To each their own I guess. The argument that the prevalence of loud speakers means busking is becoming invasive and a public nuisance is understandable and Glasgow City Council guidelines do state that, “amplified music must not be at a level that interferes with the ability of office and shop workers to conduct their business.” So why then are increasing numbers of buskers using them?
Some buskers perform purely because they enjoy singing and this gives them the opportunity to earn a bit of extra pocket money while doing it, but for many using amplifiers while busking is a crucial means of gaining the exposure that not everyone can acquire through TV talent contests or by being the boyfriend of Instagram’s premier lip kit connoisseur and realiser of things. For some, loud speakers become focal points around which small groups of fangirls awkwardly gather, and on top of which signs advertising their Facebook page and other contact details are fixed.
As well as guaranteeing increased attention for buskers these amplifiers are great for everyone else if they mean that when trailing up and down Buchanan Street you’re all the while able to enjoy a free gig from a fantastic band, but let’s spit the hard truths – what if they are indisputably shite? They don’t even have to be indisputably shite; what if they’re just blasting a particular style of music that isn’t to many people’s taste, in a location where people have no explicit desire to hear music of any kind? Is that fair and acceptable behaviour? I would answer: no – loud speaker systems and public areas do not mix.
To be clear, it is not busking that is the problem – busking is a wonderful part of Glasgow’s legendary music scene and adds heaps of character, vibrancy, and culture to a retail chain mile of rampant consumerism.

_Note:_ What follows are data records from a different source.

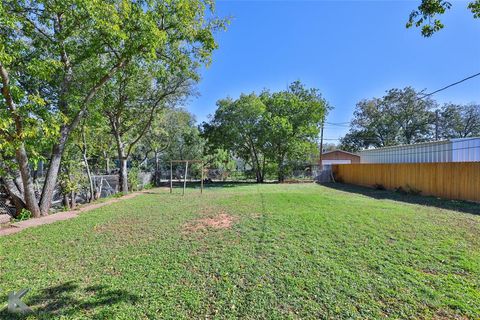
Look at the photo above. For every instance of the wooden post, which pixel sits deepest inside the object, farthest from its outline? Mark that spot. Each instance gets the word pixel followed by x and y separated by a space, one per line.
pixel 201 182
pixel 171 176
pixel 185 178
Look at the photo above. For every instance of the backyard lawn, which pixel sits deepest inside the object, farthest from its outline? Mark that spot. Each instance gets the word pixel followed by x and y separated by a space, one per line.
pixel 250 251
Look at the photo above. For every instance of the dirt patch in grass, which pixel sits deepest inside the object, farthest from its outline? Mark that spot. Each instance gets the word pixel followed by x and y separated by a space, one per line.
pixel 220 221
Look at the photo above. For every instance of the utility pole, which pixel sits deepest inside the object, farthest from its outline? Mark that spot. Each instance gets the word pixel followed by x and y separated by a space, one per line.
pixel 321 144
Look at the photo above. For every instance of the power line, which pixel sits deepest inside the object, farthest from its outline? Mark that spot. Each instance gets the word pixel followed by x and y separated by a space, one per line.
pixel 449 86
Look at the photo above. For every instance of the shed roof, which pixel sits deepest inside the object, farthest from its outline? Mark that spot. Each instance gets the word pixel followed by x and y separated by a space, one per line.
pixel 422 144
pixel 342 151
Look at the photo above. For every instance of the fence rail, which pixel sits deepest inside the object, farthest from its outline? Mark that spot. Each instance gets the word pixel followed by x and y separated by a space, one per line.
pixel 450 180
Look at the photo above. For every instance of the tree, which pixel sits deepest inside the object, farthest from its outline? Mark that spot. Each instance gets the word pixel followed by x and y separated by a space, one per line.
pixel 412 113
pixel 271 129
pixel 131 103
pixel 293 118
pixel 173 136
pixel 459 121
pixel 55 56
pixel 424 16
pixel 400 117
pixel 239 126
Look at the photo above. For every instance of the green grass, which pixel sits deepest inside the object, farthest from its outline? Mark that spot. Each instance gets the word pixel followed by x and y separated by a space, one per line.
pixel 295 251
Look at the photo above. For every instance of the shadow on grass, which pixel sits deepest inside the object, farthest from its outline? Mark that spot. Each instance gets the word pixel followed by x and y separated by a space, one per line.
pixel 69 299
pixel 455 205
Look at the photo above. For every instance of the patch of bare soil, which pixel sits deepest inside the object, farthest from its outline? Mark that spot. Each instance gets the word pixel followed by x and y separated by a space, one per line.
pixel 221 221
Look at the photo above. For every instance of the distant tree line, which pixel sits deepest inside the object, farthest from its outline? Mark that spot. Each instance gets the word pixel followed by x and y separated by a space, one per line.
pixel 269 131
pixel 404 116
pixel 84 78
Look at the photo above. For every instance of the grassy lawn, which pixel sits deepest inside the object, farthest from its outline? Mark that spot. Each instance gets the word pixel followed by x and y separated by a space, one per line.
pixel 292 251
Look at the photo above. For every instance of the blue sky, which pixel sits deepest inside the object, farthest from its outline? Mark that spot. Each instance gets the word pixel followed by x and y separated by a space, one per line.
pixel 350 50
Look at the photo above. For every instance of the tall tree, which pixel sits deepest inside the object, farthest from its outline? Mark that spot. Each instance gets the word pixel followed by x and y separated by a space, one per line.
pixel 459 121
pixel 402 116
pixel 55 56
pixel 293 118
pixel 274 129
pixel 131 103
pixel 239 126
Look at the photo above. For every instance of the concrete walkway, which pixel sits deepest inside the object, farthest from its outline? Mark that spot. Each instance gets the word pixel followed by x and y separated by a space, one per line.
pixel 60 216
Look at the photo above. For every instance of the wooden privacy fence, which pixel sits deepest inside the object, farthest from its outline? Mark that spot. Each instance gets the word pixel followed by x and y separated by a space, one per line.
pixel 450 180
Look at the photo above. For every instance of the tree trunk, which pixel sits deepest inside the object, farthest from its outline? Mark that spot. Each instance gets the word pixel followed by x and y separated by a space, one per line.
pixel 123 174
pixel 65 201
pixel 281 173
pixel 73 200
pixel 52 172
pixel 14 195
pixel 89 176
pixel 28 190
pixel 107 163
pixel 87 167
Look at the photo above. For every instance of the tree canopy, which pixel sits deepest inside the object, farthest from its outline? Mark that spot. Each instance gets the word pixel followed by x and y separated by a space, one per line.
pixel 56 56
pixel 426 15
pixel 270 130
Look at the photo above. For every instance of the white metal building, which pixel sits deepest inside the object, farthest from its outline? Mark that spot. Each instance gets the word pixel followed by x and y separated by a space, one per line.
pixel 453 150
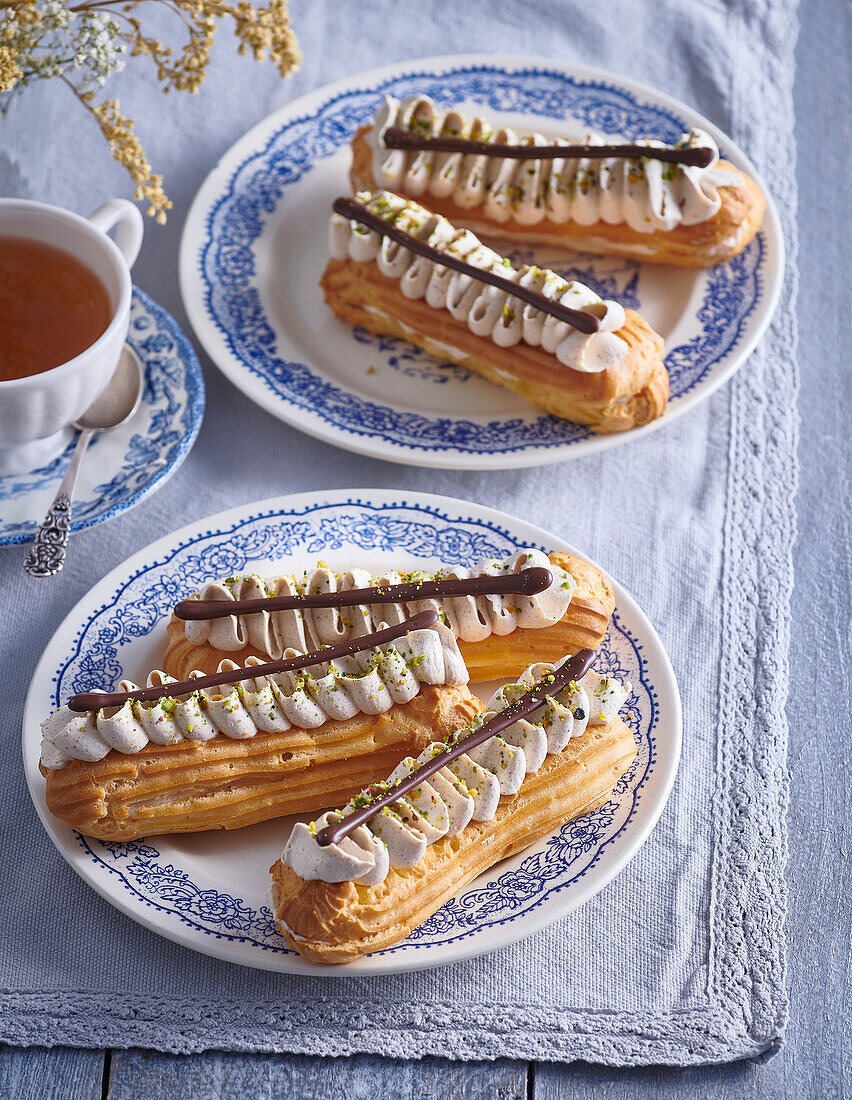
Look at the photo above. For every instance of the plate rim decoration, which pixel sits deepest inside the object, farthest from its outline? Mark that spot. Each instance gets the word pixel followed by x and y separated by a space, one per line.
pixel 192 397
pixel 444 449
pixel 129 875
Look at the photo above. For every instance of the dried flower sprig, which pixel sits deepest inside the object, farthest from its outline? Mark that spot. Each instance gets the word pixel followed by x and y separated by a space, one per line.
pixel 84 43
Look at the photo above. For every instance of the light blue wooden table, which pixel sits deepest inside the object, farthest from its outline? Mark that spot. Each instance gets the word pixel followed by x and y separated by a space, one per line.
pixel 817 1056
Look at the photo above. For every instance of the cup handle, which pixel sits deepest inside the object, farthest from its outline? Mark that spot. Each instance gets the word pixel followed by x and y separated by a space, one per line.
pixel 125 218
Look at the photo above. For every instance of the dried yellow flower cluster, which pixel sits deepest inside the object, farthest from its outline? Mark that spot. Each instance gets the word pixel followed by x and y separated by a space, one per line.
pixel 84 43
pixel 126 149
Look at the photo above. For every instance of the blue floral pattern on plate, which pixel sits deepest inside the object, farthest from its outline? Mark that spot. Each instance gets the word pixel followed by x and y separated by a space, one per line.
pixel 157 439
pixel 141 604
pixel 235 221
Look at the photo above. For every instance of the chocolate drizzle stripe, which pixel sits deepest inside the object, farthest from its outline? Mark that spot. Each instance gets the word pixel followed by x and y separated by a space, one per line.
pixel 531 701
pixel 579 319
pixel 695 156
pixel 527 582
pixel 95 701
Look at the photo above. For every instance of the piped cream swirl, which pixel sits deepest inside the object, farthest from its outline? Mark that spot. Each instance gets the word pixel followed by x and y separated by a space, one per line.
pixel 467 789
pixel 471 618
pixel 487 310
pixel 649 196
pixel 369 682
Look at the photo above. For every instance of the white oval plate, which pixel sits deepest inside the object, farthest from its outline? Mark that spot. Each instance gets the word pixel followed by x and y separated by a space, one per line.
pixel 128 464
pixel 255 244
pixel 208 891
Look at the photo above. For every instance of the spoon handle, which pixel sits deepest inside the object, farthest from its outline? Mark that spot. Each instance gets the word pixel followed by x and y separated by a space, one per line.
pixel 46 554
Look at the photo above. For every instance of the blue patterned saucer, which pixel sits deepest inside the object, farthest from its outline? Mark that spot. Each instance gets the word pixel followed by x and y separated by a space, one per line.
pixel 125 465
pixel 208 891
pixel 255 245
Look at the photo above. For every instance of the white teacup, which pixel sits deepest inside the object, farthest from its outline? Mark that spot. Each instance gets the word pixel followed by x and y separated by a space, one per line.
pixel 36 411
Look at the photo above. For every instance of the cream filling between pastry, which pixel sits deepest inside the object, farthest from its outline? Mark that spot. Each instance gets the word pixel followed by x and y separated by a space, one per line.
pixel 369 682
pixel 471 618
pixel 649 196
pixel 467 789
pixel 487 310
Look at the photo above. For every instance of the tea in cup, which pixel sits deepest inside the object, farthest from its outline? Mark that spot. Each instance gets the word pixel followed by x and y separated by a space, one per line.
pixel 65 293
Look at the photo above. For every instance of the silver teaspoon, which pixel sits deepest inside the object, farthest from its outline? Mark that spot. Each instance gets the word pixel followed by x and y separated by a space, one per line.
pixel 113 407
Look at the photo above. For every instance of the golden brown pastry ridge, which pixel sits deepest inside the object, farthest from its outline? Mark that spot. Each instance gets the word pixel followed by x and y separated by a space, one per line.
pixel 704 244
pixel 340 922
pixel 583 627
pixel 224 783
pixel 632 392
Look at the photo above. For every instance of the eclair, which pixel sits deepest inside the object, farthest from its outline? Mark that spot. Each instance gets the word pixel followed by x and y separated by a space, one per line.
pixel 397 268
pixel 695 215
pixel 497 636
pixel 335 902
pixel 262 747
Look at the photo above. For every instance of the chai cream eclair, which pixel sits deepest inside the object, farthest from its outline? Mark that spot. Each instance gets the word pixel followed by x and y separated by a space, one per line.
pixel 358 880
pixel 497 635
pixel 188 756
pixel 667 204
pixel 399 270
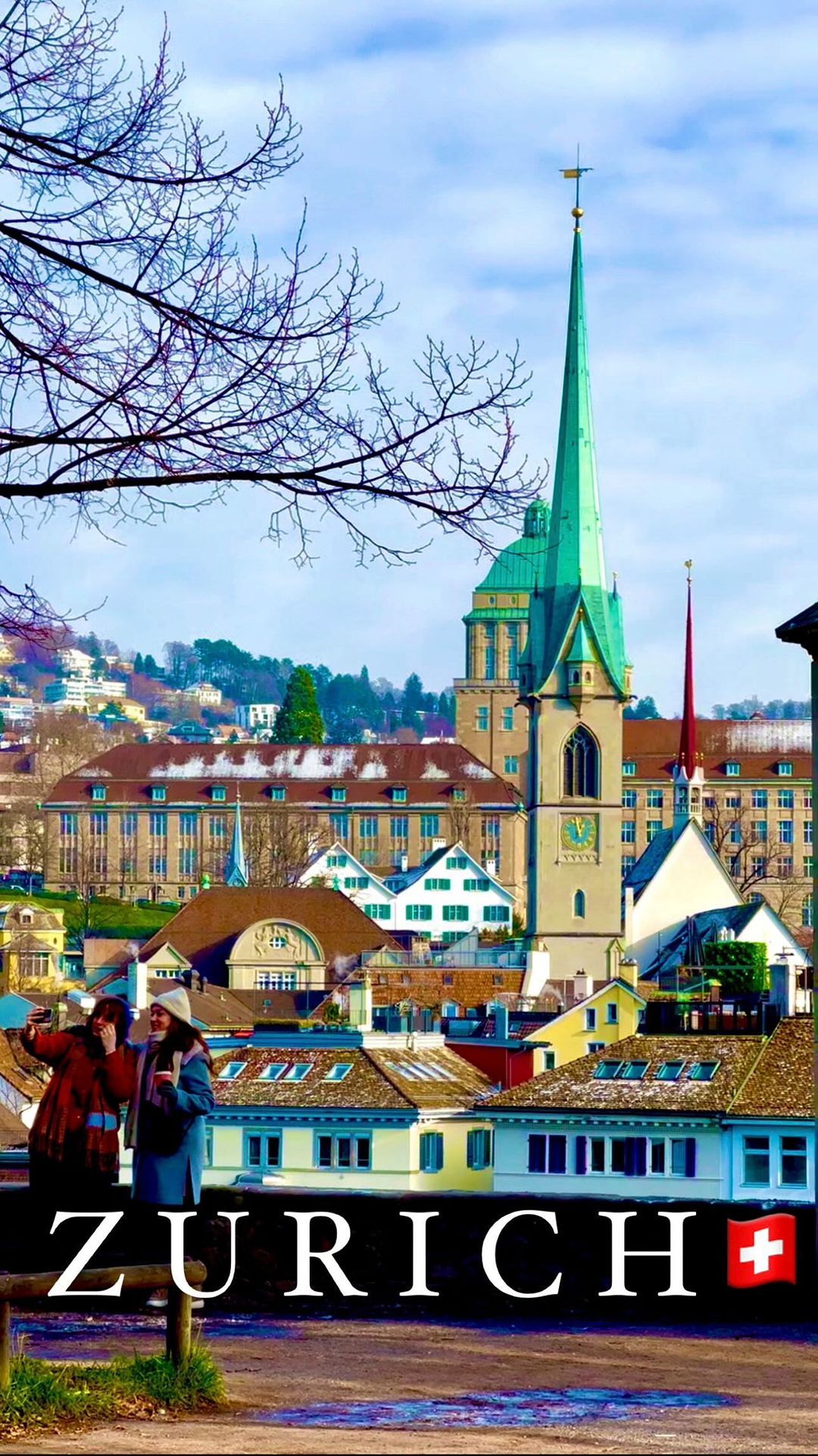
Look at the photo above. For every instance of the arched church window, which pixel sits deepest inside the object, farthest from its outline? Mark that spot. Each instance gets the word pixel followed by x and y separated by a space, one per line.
pixel 581 765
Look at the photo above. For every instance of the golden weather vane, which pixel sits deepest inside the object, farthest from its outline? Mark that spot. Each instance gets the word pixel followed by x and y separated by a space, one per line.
pixel 576 173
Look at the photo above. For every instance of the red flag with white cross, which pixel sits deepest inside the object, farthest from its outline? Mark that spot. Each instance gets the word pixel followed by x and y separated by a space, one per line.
pixel 762 1251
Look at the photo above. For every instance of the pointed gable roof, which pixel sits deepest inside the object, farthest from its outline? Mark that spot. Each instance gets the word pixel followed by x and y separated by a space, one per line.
pixel 576 565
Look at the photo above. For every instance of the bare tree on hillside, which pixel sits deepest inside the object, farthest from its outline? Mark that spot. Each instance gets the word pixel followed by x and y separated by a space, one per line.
pixel 142 353
pixel 279 845
pixel 757 862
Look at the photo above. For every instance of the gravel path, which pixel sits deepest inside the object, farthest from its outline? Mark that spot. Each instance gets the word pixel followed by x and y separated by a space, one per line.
pixel 279 1366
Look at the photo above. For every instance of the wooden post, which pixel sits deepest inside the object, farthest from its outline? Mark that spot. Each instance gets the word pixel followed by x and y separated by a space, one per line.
pixel 5 1344
pixel 178 1328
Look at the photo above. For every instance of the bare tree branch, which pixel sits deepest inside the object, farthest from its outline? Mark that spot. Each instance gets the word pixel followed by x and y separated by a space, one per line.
pixel 148 363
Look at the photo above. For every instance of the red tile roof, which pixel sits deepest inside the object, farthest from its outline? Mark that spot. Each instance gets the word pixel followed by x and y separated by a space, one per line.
pixel 204 930
pixel 757 745
pixel 379 1078
pixel 367 770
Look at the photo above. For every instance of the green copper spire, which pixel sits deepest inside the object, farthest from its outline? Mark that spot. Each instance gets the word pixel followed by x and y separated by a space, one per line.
pixel 576 538
pixel 576 560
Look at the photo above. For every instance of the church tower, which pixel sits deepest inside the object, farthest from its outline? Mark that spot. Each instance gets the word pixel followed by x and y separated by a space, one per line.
pixel 688 775
pixel 576 682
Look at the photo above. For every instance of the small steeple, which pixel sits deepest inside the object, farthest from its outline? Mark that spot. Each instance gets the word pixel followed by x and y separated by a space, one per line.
pixel 688 775
pixel 236 864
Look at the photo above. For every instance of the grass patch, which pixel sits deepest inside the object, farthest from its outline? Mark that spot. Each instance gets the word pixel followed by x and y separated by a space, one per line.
pixel 108 916
pixel 45 1395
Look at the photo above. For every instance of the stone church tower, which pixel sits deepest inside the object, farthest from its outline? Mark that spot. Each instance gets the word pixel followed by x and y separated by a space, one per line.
pixel 576 682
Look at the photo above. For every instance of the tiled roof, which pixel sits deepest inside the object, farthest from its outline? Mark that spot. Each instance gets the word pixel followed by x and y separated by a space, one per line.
pixel 428 986
pixel 25 1073
pixel 782 1083
pixel 688 945
pixel 14 1133
pixel 214 1009
pixel 576 1088
pixel 371 1083
pixel 650 862
pixel 207 926
pixel 369 770
pixel 756 745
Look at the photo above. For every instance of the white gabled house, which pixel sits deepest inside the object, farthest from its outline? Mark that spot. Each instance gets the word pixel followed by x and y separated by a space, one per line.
pixel 679 895
pixel 448 895
pixel 442 900
pixel 336 868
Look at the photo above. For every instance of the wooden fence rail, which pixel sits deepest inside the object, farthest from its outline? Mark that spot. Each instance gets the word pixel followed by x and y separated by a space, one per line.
pixel 20 1288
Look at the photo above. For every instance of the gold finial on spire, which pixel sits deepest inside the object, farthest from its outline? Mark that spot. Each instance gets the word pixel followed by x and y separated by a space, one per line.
pixel 576 173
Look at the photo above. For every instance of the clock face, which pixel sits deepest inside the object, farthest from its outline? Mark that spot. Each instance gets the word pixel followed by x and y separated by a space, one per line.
pixel 579 832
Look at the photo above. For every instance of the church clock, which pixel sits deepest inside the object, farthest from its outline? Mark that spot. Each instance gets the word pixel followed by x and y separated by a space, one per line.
pixel 579 832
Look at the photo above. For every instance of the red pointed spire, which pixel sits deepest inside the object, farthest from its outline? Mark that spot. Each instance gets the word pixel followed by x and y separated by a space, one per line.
pixel 688 740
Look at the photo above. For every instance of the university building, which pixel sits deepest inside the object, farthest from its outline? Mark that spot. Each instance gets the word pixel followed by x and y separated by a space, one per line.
pixel 150 820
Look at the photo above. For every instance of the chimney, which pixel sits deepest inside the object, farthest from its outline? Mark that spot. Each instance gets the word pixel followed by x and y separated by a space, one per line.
pixel 629 971
pixel 137 985
pixel 582 986
pixel 361 1004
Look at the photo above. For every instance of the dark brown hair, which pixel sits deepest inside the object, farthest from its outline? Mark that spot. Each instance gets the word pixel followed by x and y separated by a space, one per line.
pixel 181 1037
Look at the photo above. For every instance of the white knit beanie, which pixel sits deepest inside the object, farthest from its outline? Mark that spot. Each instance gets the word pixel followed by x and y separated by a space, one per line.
pixel 176 1004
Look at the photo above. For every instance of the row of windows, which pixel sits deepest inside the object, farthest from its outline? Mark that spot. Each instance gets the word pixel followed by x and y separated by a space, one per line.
pixel 482 718
pixel 632 1157
pixel 492 914
pixel 756 1162
pixel 347 1151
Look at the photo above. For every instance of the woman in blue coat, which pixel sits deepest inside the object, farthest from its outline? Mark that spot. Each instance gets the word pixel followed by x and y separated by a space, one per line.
pixel 167 1120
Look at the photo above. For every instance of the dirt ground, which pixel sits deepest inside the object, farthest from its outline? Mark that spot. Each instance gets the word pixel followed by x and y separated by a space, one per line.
pixel 773 1382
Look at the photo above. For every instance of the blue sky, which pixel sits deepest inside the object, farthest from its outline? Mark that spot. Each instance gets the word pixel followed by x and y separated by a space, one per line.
pixel 432 137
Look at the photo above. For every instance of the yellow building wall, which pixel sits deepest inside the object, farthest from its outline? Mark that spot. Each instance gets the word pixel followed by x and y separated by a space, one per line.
pixel 395 1158
pixel 568 1036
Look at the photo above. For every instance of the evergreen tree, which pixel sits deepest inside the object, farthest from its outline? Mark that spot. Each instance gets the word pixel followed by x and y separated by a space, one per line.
pixel 298 718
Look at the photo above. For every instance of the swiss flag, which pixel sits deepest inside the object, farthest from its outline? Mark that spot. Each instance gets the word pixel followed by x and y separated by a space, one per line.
pixel 762 1251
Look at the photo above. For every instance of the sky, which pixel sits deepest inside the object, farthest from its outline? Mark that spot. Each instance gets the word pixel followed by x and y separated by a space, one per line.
pixel 432 136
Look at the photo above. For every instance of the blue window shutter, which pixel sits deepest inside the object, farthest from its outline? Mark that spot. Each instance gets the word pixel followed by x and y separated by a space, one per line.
pixel 536 1152
pixel 557 1152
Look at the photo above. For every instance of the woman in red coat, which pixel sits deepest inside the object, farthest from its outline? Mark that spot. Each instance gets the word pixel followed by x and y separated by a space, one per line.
pixel 74 1139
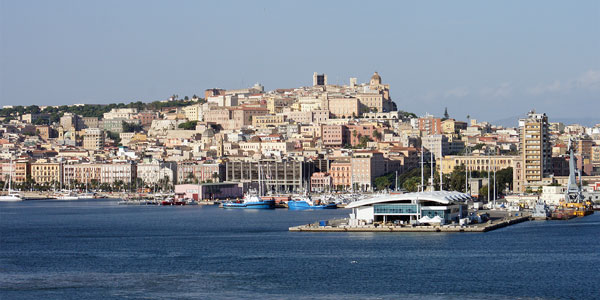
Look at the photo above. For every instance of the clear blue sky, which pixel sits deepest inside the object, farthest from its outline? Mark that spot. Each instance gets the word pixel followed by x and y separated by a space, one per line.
pixel 489 59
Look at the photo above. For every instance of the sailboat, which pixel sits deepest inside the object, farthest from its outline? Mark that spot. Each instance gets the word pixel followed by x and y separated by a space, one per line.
pixel 68 194
pixel 11 196
pixel 87 194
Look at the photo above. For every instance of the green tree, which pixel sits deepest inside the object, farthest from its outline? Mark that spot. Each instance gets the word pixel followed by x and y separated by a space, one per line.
pixel 382 182
pixel 189 125
pixel 483 192
pixel 411 184
pixel 377 135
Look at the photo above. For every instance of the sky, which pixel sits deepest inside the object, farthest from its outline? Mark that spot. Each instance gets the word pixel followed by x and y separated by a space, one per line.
pixel 487 59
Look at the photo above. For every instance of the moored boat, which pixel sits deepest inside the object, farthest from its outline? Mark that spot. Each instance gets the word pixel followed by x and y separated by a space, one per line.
pixel 250 201
pixel 306 203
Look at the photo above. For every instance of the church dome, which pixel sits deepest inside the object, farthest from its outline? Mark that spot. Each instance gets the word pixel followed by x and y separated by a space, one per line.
pixel 376 77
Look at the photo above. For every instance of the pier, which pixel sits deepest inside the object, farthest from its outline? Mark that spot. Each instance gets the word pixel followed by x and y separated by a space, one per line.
pixel 341 225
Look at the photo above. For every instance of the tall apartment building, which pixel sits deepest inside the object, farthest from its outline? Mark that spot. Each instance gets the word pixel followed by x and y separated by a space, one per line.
pixel 71 122
pixel 83 173
pixel 430 125
pixel 93 139
pixel 319 79
pixel 125 172
pixel 366 166
pixel 334 135
pixel 535 149
pixel 46 172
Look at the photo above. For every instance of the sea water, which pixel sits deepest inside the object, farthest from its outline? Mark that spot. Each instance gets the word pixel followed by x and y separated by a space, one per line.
pixel 97 249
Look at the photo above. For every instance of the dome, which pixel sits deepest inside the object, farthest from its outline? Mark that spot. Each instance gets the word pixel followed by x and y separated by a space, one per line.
pixel 376 77
pixel 209 132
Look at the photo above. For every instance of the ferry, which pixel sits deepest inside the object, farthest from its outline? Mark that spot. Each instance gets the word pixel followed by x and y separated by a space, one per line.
pixel 306 203
pixel 250 201
pixel 12 196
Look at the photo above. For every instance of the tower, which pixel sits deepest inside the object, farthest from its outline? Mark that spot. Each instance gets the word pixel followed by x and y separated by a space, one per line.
pixel 319 79
pixel 535 149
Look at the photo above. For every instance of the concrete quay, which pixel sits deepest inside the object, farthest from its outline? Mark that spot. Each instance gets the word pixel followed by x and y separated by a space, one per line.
pixel 341 226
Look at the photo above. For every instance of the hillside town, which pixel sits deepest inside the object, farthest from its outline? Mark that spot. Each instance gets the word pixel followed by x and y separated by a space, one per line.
pixel 323 138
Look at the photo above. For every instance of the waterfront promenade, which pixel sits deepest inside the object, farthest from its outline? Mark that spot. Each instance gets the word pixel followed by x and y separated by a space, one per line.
pixel 341 225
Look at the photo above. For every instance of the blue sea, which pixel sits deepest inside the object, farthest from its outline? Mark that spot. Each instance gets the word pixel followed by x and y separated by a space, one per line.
pixel 97 249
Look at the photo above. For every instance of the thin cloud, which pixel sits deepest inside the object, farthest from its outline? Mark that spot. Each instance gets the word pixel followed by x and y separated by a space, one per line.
pixel 539 89
pixel 458 92
pixel 589 80
pixel 503 90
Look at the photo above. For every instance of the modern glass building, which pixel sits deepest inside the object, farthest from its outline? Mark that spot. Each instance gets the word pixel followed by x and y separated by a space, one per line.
pixel 410 207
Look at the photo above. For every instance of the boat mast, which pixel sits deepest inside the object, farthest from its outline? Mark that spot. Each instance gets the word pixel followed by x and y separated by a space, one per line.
pixel 422 167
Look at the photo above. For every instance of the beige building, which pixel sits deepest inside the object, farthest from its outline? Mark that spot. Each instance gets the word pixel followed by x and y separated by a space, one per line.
pixel 121 113
pixel 372 101
pixel 344 107
pixel 194 112
pixel 366 166
pixel 341 174
pixel 476 162
pixel 44 172
pixel 535 150
pixel 125 172
pixel 268 121
pixel 84 173
pixel 452 126
pixel 93 139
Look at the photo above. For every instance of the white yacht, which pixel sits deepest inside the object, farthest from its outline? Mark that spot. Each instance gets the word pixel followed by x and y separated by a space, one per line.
pixel 11 196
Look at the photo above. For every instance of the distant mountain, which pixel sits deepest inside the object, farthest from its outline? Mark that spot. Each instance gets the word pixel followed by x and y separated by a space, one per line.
pixel 514 121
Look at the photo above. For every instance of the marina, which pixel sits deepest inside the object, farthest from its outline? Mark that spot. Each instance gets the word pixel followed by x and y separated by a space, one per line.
pixel 343 226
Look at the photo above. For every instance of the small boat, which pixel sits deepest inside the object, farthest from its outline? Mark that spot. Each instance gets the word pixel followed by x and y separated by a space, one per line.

It makes up an integral part of the city centre’s atmosphere, but one which people should be able to tune in or out of freely. Rather than offering passers by the opportunity to form an audience if they so wish, amps force them into becoming an audience whether they want to be or not. Busking is thus transformed into an unavoidable irritation which makes an area unwelcoming, and as such its reputation is denigrated to that of a public nuisance.
Bath & North East Somerset Council toyed with the idea of banning buskers from using amps following sustained complaints about noise levels, especially around the city’s abbey. Last month it decided upon the solution of banning individual buskers deemed to be guilty of excessive noise pollution rather than enforcing the sweeping ban of busking on the city’s streets which some disgruntled protesters had urged for. If the situation here worsens perhaps Glasgow City Council would consider pursuing similar measures, but in the meantime let’s all just hope that a harmonious chord can be struck sooner rather than later.